Besides which, even though I am a critic of liberalism, I do not want to live in a Christian state that reserves the right to seize children from their families for religious reasons, and that allows the clergy to be above the same law that governs all of us. Do you, my fellow conservative Christian?

This is the kind of thing I believe Patrick Deneen is talking about in his new book Why Liberalism Failed,  when he says at the end that in looking forward to whatever comes next, we should not discount the good things that liberalism brought us. We are not going to return to the Papal States, nor should we wish to even if it were possible. Pluralism is a fact, at least in the United States. Absent the re-spiritualization of society — which is a primary goal of my Benedict Option — we traditional Christians are going to have to do our very best to retain the rights to live as we believe God calls us to live.

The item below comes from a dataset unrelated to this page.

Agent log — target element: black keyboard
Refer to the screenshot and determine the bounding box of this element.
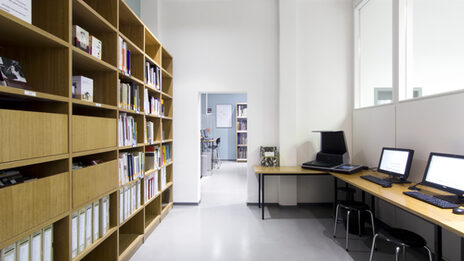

I don’t see any practical prospect for this except by appealing to liberal ideas and categories.

But it’s also true, as Deneen demonstrates persuasively in his book, that liberalism is unsustainable. (See my interview with Deneen from yesterday for a sense of his argument.) In contemplating what will emerge from liberalism — a process that Deneen concedes will take a long, long time, and will be pretty messy — it would do us conservatives and traditionalists well to consider why liberalism emerged in the first place.

And it would do liberals and progressives well to confront the limitations of liberalism, and whether or not they want to turn into left-wing versions of Pius IX, and use the coercive power of government to enforce their idea of the Good, on the principle that “error has no rights”? After all, Pius IX’s denunciation of religious liberty came in the wake of revolutionary regimes in Europe, especially France, actively persecuting the Church and confiscating its churches and monasteries — all under the name of religious liberty. At what point would contemporary liberals be willing to grant conservative religious believers the right to live according to principles that liberals believe are wrong?

These are not abstract questions. Pope Francis has strong beliefs about the desirability of immigration to Europe. Would integralists really be at ease with European governments yielding public policy to the pope’s wishes on this point? Plus, at some point in the next few years, there will be a transgender Edgardo Mortara, and we will see secular liberals be as ardent as Pio Nono was. Yesterday on Twitter I brought this up, and a Catholic priest responded that the situations are not compatible, because Catholicism (and Catholic baptism) is true, and transgenderism is not. Yeah, well good luck with that argument in the American courts. Liberalism is deeply problematic, but I don’t see what realistic alternatives we have.

I welcome your input. Please stay focused on the topic. Any comments ranting about anti-Catholic bias, anti-trans bigotry, etc, will not be approved. Let’s have an intelligent discussion and disputation, shall we?